Portant sur la peinture et la sculpture italiennes durant la première moitié du XXe siècle, l’exposition Italia Nova permet de découvrir ou redécouvrir tout un pan (encore largement méconnu en France) de l’art européen de cette époque.
On peut noter que cette exposition vient à son heure, après Mélancolie. Génie et folie en Occident, où les visiteurs pouvaient admirer deux œuvres de De Chirico et une de Sironi, et au moment où l’on célèbre le centenaire de la mort de Cézanne, qui eut une si grande importance pour de nombreux artistes des avant-gardes italiennes (De Chirico et Morandi notamment).
Les quelque cent vingt œuvres présentées mettent en lumière tous les courants artistiques italiens les plus significatifs : le Futurisme, la Peinture métaphysique, le Réalisme magique et le mouvement Novecento, ainsi que les créations plus conceptuelles des années 50. A côté d’œuvres célèbres de De Chirico, Morandi, Fontana ou Burri, le visiteur peut admirer des tableaux et des sculptures d’artistes beaucoup plus rarement exposés en France : Balla, Boccioni, Carrà, Casorati, Campigli, Depero, Martini, Prampolini, Severini, Sironi, Savinio, … Un hommage particulier est rendu à Morandi.

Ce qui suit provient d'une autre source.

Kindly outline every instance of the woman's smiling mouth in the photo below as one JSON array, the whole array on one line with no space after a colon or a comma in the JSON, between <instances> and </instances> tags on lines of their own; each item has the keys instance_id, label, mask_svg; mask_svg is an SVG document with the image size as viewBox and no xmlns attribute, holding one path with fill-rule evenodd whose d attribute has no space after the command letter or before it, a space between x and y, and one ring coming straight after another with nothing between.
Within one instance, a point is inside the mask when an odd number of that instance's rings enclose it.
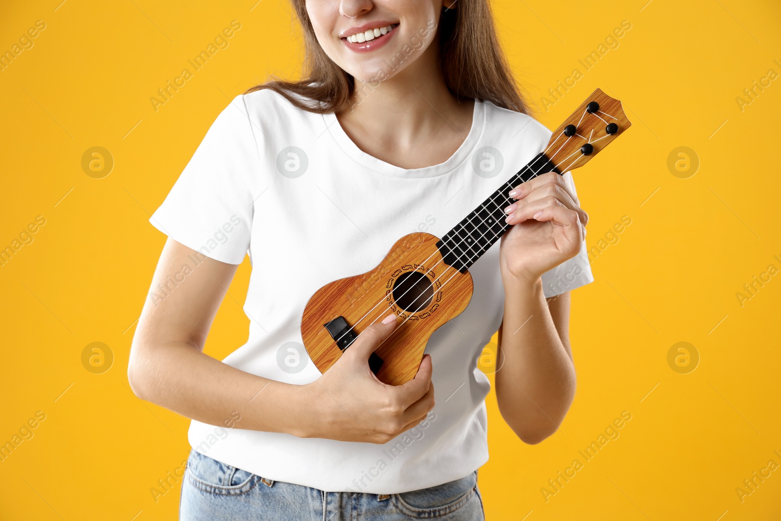
<instances>
[{"instance_id":1,"label":"woman's smiling mouth","mask_svg":"<svg viewBox=\"0 0 781 521\"><path fill-rule=\"evenodd\" d=\"M366 23L348 29L351 34L342 36L341 40L354 51L372 51L383 45L398 27L398 23L385 22Z\"/></svg>"}]
</instances>

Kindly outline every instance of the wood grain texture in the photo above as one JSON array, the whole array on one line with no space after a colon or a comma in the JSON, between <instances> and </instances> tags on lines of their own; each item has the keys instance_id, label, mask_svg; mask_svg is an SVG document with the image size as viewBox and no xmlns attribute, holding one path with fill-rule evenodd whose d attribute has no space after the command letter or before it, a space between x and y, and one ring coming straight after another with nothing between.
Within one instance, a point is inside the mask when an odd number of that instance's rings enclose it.
<instances>
[{"instance_id":1,"label":"wood grain texture","mask_svg":"<svg viewBox=\"0 0 781 521\"><path fill-rule=\"evenodd\" d=\"M596 114L587 112L586 105L590 102L599 103L601 112ZM607 123L611 123L619 126L619 131L612 135L604 130ZM565 136L564 127L567 125L575 125L579 135ZM553 131L546 155L563 173L585 165L631 126L632 123L626 118L621 102L597 89ZM589 142L594 146L594 152L589 155L583 155L580 152L580 147Z\"/></svg>"},{"instance_id":2,"label":"wood grain texture","mask_svg":"<svg viewBox=\"0 0 781 521\"><path fill-rule=\"evenodd\" d=\"M405 319L398 321L396 330L375 351L384 361L377 377L391 385L415 377L429 337L466 309L472 298L472 276L442 262L436 247L438 241L430 234L405 235L373 269L335 280L315 292L304 309L301 330L304 347L321 373L341 356L323 324L341 315L360 334L392 312ZM415 312L401 309L392 294L394 282L411 271L426 274L434 288L430 303Z\"/></svg>"}]
</instances>

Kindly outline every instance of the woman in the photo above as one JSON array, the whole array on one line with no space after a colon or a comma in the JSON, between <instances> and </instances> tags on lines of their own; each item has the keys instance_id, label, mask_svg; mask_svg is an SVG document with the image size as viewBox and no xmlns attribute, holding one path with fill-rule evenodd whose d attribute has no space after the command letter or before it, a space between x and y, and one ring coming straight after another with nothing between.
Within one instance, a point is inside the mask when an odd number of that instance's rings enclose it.
<instances>
[{"instance_id":1,"label":"woman","mask_svg":"<svg viewBox=\"0 0 781 521\"><path fill-rule=\"evenodd\" d=\"M476 365L497 330L504 419L530 444L563 419L569 291L593 280L569 173L508 194L513 226L470 268L469 305L415 379L369 369L393 314L323 375L301 344L315 291L405 234L441 237L545 148L487 0L449 2L294 0L308 77L234 99L150 219L169 239L128 376L193 420L182 519L483 519L490 384ZM221 362L201 349L248 252L249 338Z\"/></svg>"}]
</instances>

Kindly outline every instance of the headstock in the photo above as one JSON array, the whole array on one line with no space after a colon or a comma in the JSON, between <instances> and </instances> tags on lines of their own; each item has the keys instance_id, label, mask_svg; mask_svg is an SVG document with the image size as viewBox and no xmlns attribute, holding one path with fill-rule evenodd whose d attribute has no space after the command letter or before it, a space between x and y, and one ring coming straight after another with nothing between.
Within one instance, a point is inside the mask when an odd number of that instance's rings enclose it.
<instances>
[{"instance_id":1,"label":"headstock","mask_svg":"<svg viewBox=\"0 0 781 521\"><path fill-rule=\"evenodd\" d=\"M545 155L564 173L585 165L631 126L621 102L597 89L554 130Z\"/></svg>"}]
</instances>

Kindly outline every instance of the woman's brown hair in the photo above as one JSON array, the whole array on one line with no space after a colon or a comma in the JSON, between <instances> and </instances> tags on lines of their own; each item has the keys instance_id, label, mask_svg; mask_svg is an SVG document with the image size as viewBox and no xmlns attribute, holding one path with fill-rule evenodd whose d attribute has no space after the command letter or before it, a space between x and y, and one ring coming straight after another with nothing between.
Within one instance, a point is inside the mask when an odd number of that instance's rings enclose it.
<instances>
[{"instance_id":1,"label":"woman's brown hair","mask_svg":"<svg viewBox=\"0 0 781 521\"><path fill-rule=\"evenodd\" d=\"M355 80L320 47L305 0L291 2L304 28L306 77L298 81L272 80L248 89L247 93L271 89L304 110L320 114L340 112L351 105ZM457 99L487 100L504 109L528 113L499 47L488 0L459 0L455 9L443 9L438 31L442 73Z\"/></svg>"}]
</instances>

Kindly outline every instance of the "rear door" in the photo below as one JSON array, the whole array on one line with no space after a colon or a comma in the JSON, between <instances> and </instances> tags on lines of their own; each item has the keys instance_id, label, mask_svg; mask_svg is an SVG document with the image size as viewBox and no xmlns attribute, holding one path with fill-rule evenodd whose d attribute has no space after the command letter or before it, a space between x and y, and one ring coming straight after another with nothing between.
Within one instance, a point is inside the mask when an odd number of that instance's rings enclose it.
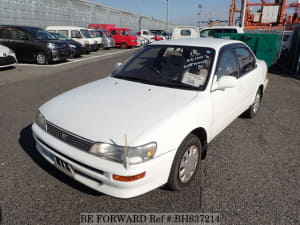
<instances>
[{"instance_id":1,"label":"rear door","mask_svg":"<svg viewBox=\"0 0 300 225\"><path fill-rule=\"evenodd\" d=\"M254 101L257 92L259 77L257 76L258 68L256 66L256 58L246 46L235 48L239 65L239 83L243 87L244 101L243 108L246 110Z\"/></svg>"}]
</instances>

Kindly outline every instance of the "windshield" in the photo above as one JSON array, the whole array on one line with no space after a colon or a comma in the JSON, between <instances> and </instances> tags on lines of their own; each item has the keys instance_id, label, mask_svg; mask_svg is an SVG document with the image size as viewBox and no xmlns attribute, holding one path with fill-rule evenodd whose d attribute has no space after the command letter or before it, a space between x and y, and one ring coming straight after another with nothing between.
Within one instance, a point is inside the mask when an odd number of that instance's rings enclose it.
<instances>
[{"instance_id":1,"label":"windshield","mask_svg":"<svg viewBox=\"0 0 300 225\"><path fill-rule=\"evenodd\" d=\"M37 40L55 40L56 38L51 35L49 32L43 30L43 29L36 29L35 32L35 37Z\"/></svg>"},{"instance_id":2,"label":"windshield","mask_svg":"<svg viewBox=\"0 0 300 225\"><path fill-rule=\"evenodd\" d=\"M91 35L88 30L81 29L80 31L85 38L91 38Z\"/></svg>"},{"instance_id":3,"label":"windshield","mask_svg":"<svg viewBox=\"0 0 300 225\"><path fill-rule=\"evenodd\" d=\"M191 46L147 46L113 77L171 88L203 90L215 51Z\"/></svg>"}]
</instances>

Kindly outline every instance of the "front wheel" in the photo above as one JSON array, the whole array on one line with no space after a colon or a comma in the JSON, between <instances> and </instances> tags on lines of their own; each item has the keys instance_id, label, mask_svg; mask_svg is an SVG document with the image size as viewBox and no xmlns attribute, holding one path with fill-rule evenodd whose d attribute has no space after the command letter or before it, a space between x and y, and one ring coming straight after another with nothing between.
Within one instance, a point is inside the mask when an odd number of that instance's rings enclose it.
<instances>
[{"instance_id":1,"label":"front wheel","mask_svg":"<svg viewBox=\"0 0 300 225\"><path fill-rule=\"evenodd\" d=\"M167 186L180 191L195 177L201 162L201 142L194 134L189 134L180 145L172 164Z\"/></svg>"},{"instance_id":2,"label":"front wheel","mask_svg":"<svg viewBox=\"0 0 300 225\"><path fill-rule=\"evenodd\" d=\"M48 64L48 57L44 52L38 52L35 55L36 63L39 65L46 65Z\"/></svg>"}]
</instances>

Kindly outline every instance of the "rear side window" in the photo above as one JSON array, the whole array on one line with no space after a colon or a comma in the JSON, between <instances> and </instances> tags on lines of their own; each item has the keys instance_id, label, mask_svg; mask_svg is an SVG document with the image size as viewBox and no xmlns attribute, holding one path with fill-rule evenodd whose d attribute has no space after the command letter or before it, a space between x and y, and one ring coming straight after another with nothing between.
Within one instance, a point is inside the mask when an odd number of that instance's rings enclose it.
<instances>
[{"instance_id":1,"label":"rear side window","mask_svg":"<svg viewBox=\"0 0 300 225\"><path fill-rule=\"evenodd\" d=\"M23 40L25 36L26 36L26 32L24 32L23 30L15 29L15 28L11 29L11 38L13 40Z\"/></svg>"},{"instance_id":2,"label":"rear side window","mask_svg":"<svg viewBox=\"0 0 300 225\"><path fill-rule=\"evenodd\" d=\"M64 36L66 36L66 37L69 37L69 34L68 34L68 31L67 31L67 30L58 30L57 33L58 33L58 34L62 34L62 35L64 35Z\"/></svg>"},{"instance_id":3,"label":"rear side window","mask_svg":"<svg viewBox=\"0 0 300 225\"><path fill-rule=\"evenodd\" d=\"M183 29L183 30L180 31L180 35L181 36L191 36L192 31L190 29Z\"/></svg>"},{"instance_id":4,"label":"rear side window","mask_svg":"<svg viewBox=\"0 0 300 225\"><path fill-rule=\"evenodd\" d=\"M219 79L222 76L239 77L239 66L236 61L235 52L232 49L223 51L219 57L217 77Z\"/></svg>"},{"instance_id":5,"label":"rear side window","mask_svg":"<svg viewBox=\"0 0 300 225\"><path fill-rule=\"evenodd\" d=\"M240 67L240 76L250 72L255 68L255 57L247 48L236 48L235 53Z\"/></svg>"}]
</instances>

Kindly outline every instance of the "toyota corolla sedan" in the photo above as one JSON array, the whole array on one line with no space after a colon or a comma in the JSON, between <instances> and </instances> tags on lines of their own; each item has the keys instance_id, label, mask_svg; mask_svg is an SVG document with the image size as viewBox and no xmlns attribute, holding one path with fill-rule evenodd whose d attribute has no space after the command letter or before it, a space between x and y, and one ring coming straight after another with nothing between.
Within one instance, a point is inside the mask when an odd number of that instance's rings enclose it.
<instances>
[{"instance_id":1,"label":"toyota corolla sedan","mask_svg":"<svg viewBox=\"0 0 300 225\"><path fill-rule=\"evenodd\" d=\"M36 148L99 192L130 198L187 188L208 143L239 115L254 117L267 66L242 42L154 42L104 79L42 105ZM197 178L199 178L197 176Z\"/></svg>"}]
</instances>

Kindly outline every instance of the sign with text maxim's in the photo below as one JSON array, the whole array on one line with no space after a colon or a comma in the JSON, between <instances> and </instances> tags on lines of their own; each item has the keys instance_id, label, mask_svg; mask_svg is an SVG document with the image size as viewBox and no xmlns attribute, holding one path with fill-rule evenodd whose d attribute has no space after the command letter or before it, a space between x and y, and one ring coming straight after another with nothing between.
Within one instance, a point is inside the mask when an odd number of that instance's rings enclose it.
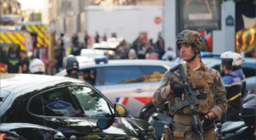
<instances>
[{"instance_id":1,"label":"sign with text maxim's","mask_svg":"<svg viewBox=\"0 0 256 140\"><path fill-rule=\"evenodd\" d=\"M221 29L221 1L219 0L178 0L179 31Z\"/></svg>"}]
</instances>

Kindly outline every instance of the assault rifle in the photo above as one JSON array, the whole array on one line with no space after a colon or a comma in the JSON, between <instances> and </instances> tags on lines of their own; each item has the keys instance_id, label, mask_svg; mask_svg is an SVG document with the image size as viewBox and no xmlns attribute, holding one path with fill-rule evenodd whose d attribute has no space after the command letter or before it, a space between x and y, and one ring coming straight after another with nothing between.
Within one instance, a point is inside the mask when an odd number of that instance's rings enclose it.
<instances>
[{"instance_id":1,"label":"assault rifle","mask_svg":"<svg viewBox=\"0 0 256 140\"><path fill-rule=\"evenodd\" d=\"M196 107L196 105L198 104L196 96L199 95L199 92L196 90L193 81L190 81L189 85L188 84L182 64L179 64L170 69L170 72L172 74L180 80L184 86L184 92L185 94L184 99L183 101L181 101L172 106L172 111L176 112L183 107L189 106L190 112L191 113L193 118L193 127L194 127L195 130L200 135L201 139L203 139L202 134L204 130L200 125L200 116Z\"/></svg>"}]
</instances>

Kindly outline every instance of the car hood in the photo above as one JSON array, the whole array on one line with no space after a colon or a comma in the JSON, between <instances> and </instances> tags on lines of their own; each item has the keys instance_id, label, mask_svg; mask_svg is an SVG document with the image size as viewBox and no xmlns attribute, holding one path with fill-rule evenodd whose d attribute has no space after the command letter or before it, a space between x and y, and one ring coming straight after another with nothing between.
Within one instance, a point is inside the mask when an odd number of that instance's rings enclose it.
<instances>
[{"instance_id":1,"label":"car hood","mask_svg":"<svg viewBox=\"0 0 256 140\"><path fill-rule=\"evenodd\" d=\"M148 129L149 125L149 123L148 122L141 120L141 119L138 119L138 118L126 118L126 120L131 123L132 125L133 125L134 127L137 127L138 129L140 129L141 130L143 131L148 131Z\"/></svg>"}]
</instances>

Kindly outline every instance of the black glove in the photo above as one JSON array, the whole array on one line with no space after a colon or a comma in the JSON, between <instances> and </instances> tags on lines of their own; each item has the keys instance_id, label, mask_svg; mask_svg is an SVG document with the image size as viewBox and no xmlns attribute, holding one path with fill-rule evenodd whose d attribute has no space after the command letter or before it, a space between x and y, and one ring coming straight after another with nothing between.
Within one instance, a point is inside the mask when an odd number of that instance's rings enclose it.
<instances>
[{"instance_id":1,"label":"black glove","mask_svg":"<svg viewBox=\"0 0 256 140\"><path fill-rule=\"evenodd\" d=\"M174 94L177 97L181 98L181 95L184 93L184 87L176 81L171 81L171 94Z\"/></svg>"},{"instance_id":2,"label":"black glove","mask_svg":"<svg viewBox=\"0 0 256 140\"><path fill-rule=\"evenodd\" d=\"M206 115L202 118L201 120L204 121L204 126L206 126L211 122L211 116L209 115Z\"/></svg>"}]
</instances>

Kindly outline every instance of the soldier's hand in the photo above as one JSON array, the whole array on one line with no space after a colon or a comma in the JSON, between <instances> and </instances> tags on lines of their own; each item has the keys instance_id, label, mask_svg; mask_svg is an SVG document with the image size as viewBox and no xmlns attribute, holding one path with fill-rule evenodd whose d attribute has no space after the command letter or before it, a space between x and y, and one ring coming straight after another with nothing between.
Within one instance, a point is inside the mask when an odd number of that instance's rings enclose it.
<instances>
[{"instance_id":1,"label":"soldier's hand","mask_svg":"<svg viewBox=\"0 0 256 140\"><path fill-rule=\"evenodd\" d=\"M205 122L209 121L210 120L211 120L211 118L208 118L208 116L207 115L204 116L204 117L202 118L200 125L203 125Z\"/></svg>"}]
</instances>

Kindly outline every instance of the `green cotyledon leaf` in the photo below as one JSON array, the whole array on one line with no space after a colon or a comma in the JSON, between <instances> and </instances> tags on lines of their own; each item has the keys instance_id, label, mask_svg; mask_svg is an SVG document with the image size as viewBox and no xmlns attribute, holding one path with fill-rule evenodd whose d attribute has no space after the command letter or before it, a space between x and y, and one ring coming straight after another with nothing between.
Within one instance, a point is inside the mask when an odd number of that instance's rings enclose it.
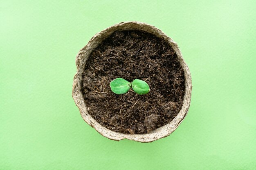
<instances>
[{"instance_id":1,"label":"green cotyledon leaf","mask_svg":"<svg viewBox=\"0 0 256 170\"><path fill-rule=\"evenodd\" d=\"M143 80L135 79L132 82L132 87L139 94L145 94L149 92L149 86Z\"/></svg>"},{"instance_id":2,"label":"green cotyledon leaf","mask_svg":"<svg viewBox=\"0 0 256 170\"><path fill-rule=\"evenodd\" d=\"M128 92L131 84L124 78L119 78L111 81L110 85L112 92L117 94L121 94Z\"/></svg>"}]
</instances>

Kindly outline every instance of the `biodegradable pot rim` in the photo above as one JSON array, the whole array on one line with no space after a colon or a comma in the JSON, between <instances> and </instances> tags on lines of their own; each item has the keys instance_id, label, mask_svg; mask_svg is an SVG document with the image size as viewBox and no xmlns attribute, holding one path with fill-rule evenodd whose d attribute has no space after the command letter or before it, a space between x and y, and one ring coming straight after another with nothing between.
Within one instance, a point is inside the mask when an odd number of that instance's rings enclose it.
<instances>
[{"instance_id":1,"label":"biodegradable pot rim","mask_svg":"<svg viewBox=\"0 0 256 170\"><path fill-rule=\"evenodd\" d=\"M82 73L85 67L86 60L92 50L97 47L105 39L110 36L114 31L126 30L143 31L163 38L175 51L181 65L184 70L185 89L183 105L181 109L170 122L148 133L133 135L122 133L113 131L101 125L88 113L83 94L80 90L81 88L80 82L82 80ZM154 141L170 135L178 127L188 113L190 105L192 89L192 80L189 69L183 59L177 44L161 30L155 26L137 22L120 22L110 26L96 34L89 41L87 45L79 51L76 58L76 64L77 72L74 78L72 96L84 121L101 135L110 139L119 141L124 139L127 139L141 142Z\"/></svg>"}]
</instances>

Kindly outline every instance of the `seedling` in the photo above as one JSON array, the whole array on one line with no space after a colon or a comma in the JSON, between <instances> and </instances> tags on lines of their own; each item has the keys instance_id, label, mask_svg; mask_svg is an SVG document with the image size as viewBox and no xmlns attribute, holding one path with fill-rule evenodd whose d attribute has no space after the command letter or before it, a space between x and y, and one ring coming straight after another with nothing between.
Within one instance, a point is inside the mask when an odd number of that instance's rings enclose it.
<instances>
[{"instance_id":1,"label":"seedling","mask_svg":"<svg viewBox=\"0 0 256 170\"><path fill-rule=\"evenodd\" d=\"M110 86L112 92L117 94L126 93L131 86L134 92L140 95L146 94L149 92L148 85L138 79L135 79L131 83L124 78L118 78L111 81Z\"/></svg>"}]
</instances>

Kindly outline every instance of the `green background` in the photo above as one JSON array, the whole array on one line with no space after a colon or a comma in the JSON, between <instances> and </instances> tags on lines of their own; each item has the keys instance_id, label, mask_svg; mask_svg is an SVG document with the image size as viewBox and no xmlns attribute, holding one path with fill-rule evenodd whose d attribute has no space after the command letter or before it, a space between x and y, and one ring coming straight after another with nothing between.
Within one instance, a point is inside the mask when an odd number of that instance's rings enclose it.
<instances>
[{"instance_id":1,"label":"green background","mask_svg":"<svg viewBox=\"0 0 256 170\"><path fill-rule=\"evenodd\" d=\"M256 1L36 1L0 0L0 169L256 169ZM173 38L192 74L187 117L151 143L103 137L71 96L79 50L128 21Z\"/></svg>"}]
</instances>

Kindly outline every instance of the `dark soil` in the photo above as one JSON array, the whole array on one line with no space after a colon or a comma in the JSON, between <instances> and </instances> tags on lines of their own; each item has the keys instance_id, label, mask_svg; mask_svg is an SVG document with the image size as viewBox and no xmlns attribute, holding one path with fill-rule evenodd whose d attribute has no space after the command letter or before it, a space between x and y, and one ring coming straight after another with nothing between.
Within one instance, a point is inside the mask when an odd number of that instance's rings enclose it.
<instances>
[{"instance_id":1,"label":"dark soil","mask_svg":"<svg viewBox=\"0 0 256 170\"><path fill-rule=\"evenodd\" d=\"M150 91L139 95L130 89L112 92L118 77L146 82ZM90 54L82 91L89 113L116 132L145 133L170 122L182 105L184 72L172 48L164 40L138 31L116 32Z\"/></svg>"}]
</instances>

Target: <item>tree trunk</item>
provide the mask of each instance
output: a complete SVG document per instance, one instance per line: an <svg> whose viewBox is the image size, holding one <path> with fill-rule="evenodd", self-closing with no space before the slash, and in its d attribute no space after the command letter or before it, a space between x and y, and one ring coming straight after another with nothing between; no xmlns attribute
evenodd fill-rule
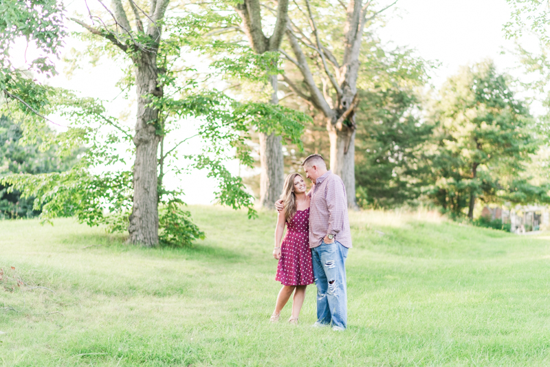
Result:
<svg viewBox="0 0 550 367"><path fill-rule="evenodd" d="M270 77L273 92L270 103L277 104L277 76ZM283 144L280 136L274 133L267 135L260 133L260 203L266 209L274 210L275 201L279 199L283 192L285 180L285 164L283 156Z"/></svg>
<svg viewBox="0 0 550 367"><path fill-rule="evenodd" d="M474 163L472 166L472 178L475 179L477 175L477 166L478 164ZM472 189L472 192L470 194L470 207L468 208L468 218L470 219L474 219L474 206L476 205L476 194L474 189Z"/></svg>
<svg viewBox="0 0 550 367"><path fill-rule="evenodd" d="M155 123L159 111L146 107L151 101L146 94L162 96L157 87L158 70L156 54L143 52L136 61L135 84L138 92L138 120L135 124L135 161L133 166L133 205L128 230L129 242L152 247L158 244L159 214L157 159L160 137Z"/></svg>
<svg viewBox="0 0 550 367"><path fill-rule="evenodd" d="M349 138L349 128L338 130L329 120L329 137L331 142L331 170L340 177L346 188L348 207L357 209L355 201L355 131L353 129ZM348 145L349 144L349 145ZM347 152L345 151L348 145Z"/></svg>

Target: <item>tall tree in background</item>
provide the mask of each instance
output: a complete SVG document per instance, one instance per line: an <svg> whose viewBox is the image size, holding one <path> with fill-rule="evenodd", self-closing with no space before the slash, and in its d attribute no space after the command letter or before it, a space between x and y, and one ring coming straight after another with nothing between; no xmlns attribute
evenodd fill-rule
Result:
<svg viewBox="0 0 550 367"><path fill-rule="evenodd" d="M273 32L270 37L264 34L262 26L262 11L258 0L245 0L235 7L242 20L242 29L248 38L254 51L262 54L265 52L278 52L288 18L288 0L279 0L277 3L276 19ZM270 76L272 89L270 102L278 103L277 96L277 74ZM260 133L260 205L273 209L283 190L284 162L281 137L272 133Z"/></svg>
<svg viewBox="0 0 550 367"><path fill-rule="evenodd" d="M50 146L42 151L43 142L38 138L33 144L20 144L23 134L21 126L6 116L0 115L0 177L16 173L32 175L50 172L63 172L77 162L81 150L69 157L56 154L56 146ZM40 214L34 210L34 198L24 198L19 191L8 192L8 186L0 184L0 219L29 218Z"/></svg>
<svg viewBox="0 0 550 367"><path fill-rule="evenodd" d="M130 0L126 7L131 9L133 27L122 0L113 0L107 9L114 24L105 29L94 27L73 19L91 34L102 36L128 55L135 66L138 114L133 134L135 158L133 168L133 197L132 213L129 217L129 241L146 246L159 241L157 186L157 154L161 134L157 133L159 109L151 105L152 96L163 96L163 85L157 65L157 54L162 40L164 15L169 0L151 0L148 12L140 10ZM90 18L92 18L90 14ZM145 21L144 25L142 18ZM109 23L106 19L102 23Z"/></svg>
<svg viewBox="0 0 550 367"><path fill-rule="evenodd" d="M330 168L344 181L350 207L357 205L355 115L363 34L371 21L395 2L373 12L371 1L351 0L347 7L341 2L317 4L314 8L305 0L305 6L296 4L290 12L287 35L292 51L281 51L302 79L296 80L288 73L285 82L325 118Z"/></svg>
<svg viewBox="0 0 550 367"><path fill-rule="evenodd" d="M514 180L538 148L529 110L508 84L487 60L463 67L440 91L424 158L430 195L456 215L467 208L472 219L477 199L517 190Z"/></svg>
<svg viewBox="0 0 550 367"><path fill-rule="evenodd" d="M41 128L46 122L53 122L45 116L58 113L67 121L64 126L67 131L42 134L45 142L42 145L47 148L47 144L58 144L60 149L56 154L60 156L69 155L82 145L87 148L78 164L66 172L11 175L1 178L2 184L9 185L10 190L21 191L26 197L36 197L34 208L43 209L41 214L43 219L76 216L90 225L107 223L113 230L129 230L129 241L145 246L157 245L160 236L163 242L185 245L203 235L188 220L189 213L178 205L180 192L164 188L163 178L168 167L176 174L190 168L208 169L208 177L219 181L219 190L215 192L219 202L235 209L244 206L249 210L249 216L254 216L252 195L245 190L241 178L230 173L223 161L236 157L246 165L252 164L245 142L251 130L277 131L296 142L301 134L302 120L305 119L303 113L266 104L239 103L217 91L208 90L197 81L198 73L185 65L182 56L191 49L211 49L212 44L202 42L201 32L213 18L219 20L223 16L182 11L166 16L168 1L164 0L148 3L148 13L143 10L142 3L133 0L124 2L125 6L122 1L114 1L112 10L102 1L98 3L102 10L89 14L92 24L73 21L87 30L88 36L85 38L92 40L87 52L94 57L107 55L116 59L125 71L122 87L135 87L135 129L106 115L100 101L39 85L36 85L37 92L34 89L30 92L23 87L33 81L22 74L18 74L20 84L14 84L14 77L4 74L6 69L10 71L3 67L10 66L9 58L2 57L2 91L19 102L0 105L0 111L21 118L21 141L36 140L38 133L45 131ZM18 15L15 10L19 10L19 5L8 3L12 7L8 9L10 14ZM174 7L179 5L182 4L178 2ZM0 29L0 34L8 37L14 34L9 38L12 41L18 30L28 32L30 19L47 21L39 11L29 14L23 10L25 6L18 18L21 21L14 23L10 19L13 29ZM131 21L129 14L133 15ZM146 19L146 27L142 18ZM161 32L162 25L169 31ZM44 26L50 29L47 25ZM42 28L37 26L37 29ZM36 37L40 39L41 36L39 32ZM47 38L52 42L56 40L53 35ZM9 46L9 42L0 42L2 45L4 43ZM7 52L0 56L5 56ZM250 68L250 65L247 66ZM41 98L35 103L36 96ZM168 142L171 146L165 145L166 136L177 131L181 121L190 116L200 122L197 133L180 129L184 135L181 140L173 142L173 139ZM177 134L171 134L174 135ZM185 155L184 166L175 166L178 147L195 137L202 139L204 148ZM124 153L117 146L129 142L133 144L134 148L127 151L134 154L134 164L130 170L125 170L116 166L126 164ZM102 173L95 173L100 167ZM160 200L166 205L160 218ZM116 215L105 215L106 211ZM131 211L129 216L129 211ZM160 223L163 226L161 231Z"/></svg>

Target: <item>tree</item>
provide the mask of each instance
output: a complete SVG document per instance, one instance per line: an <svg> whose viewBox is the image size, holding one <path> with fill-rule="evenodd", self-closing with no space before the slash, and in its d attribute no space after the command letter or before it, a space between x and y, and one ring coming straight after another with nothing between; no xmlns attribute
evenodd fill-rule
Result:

Au cours de la première moitié du XXe siècle, l’Italie joue un rôle éminent dans la vie artistique européenne, grâce au caractère très novateur du Futurisme, mais aussi par ce qu’il va apporter d’absolument original à la redécouverte de cette « mesure classique » qui va avoir lieu un peu partout en Europe après les expérimentations des premières avant-gardes historiques.
L’exposition confronte et interroge les deux points extrêmes des recherches artistiques poursuivies alors en Italie : d’une part, le rejet de la tradition par les futuristes; d’autre part, le retour à certaines formes classiques.
L’exposition s’ouvre sur un tableau de Balla de 1904, Elisa à la porte : la jeune femme invite à entrer dans le siècle nouveau … La modernité de cette œuvre marque déjà, dans son audacieuse découpe photographique, le dépassement du réalisme et du symbolisme qui dominent les arts en Italie à la fin du XIXe siècle. Dans la même salle, un tableau peint en 1909 par Boccioni,Usines à Porta Romana, témoigne d’un esprit nouveau, qui anticipe de quelques mois les théories du Futurisme (le Manifeste des Peintres futuristes date du 11 février 1910) et synthétise les aspirations qui animent alors les peintres italiens de la nouvelle génération. Il s’agit pour eux de rompre avec la tradition picturale de la fin du XIXe siècle et de faire apparaître une modernité entendue d’abord comme changement et innovation.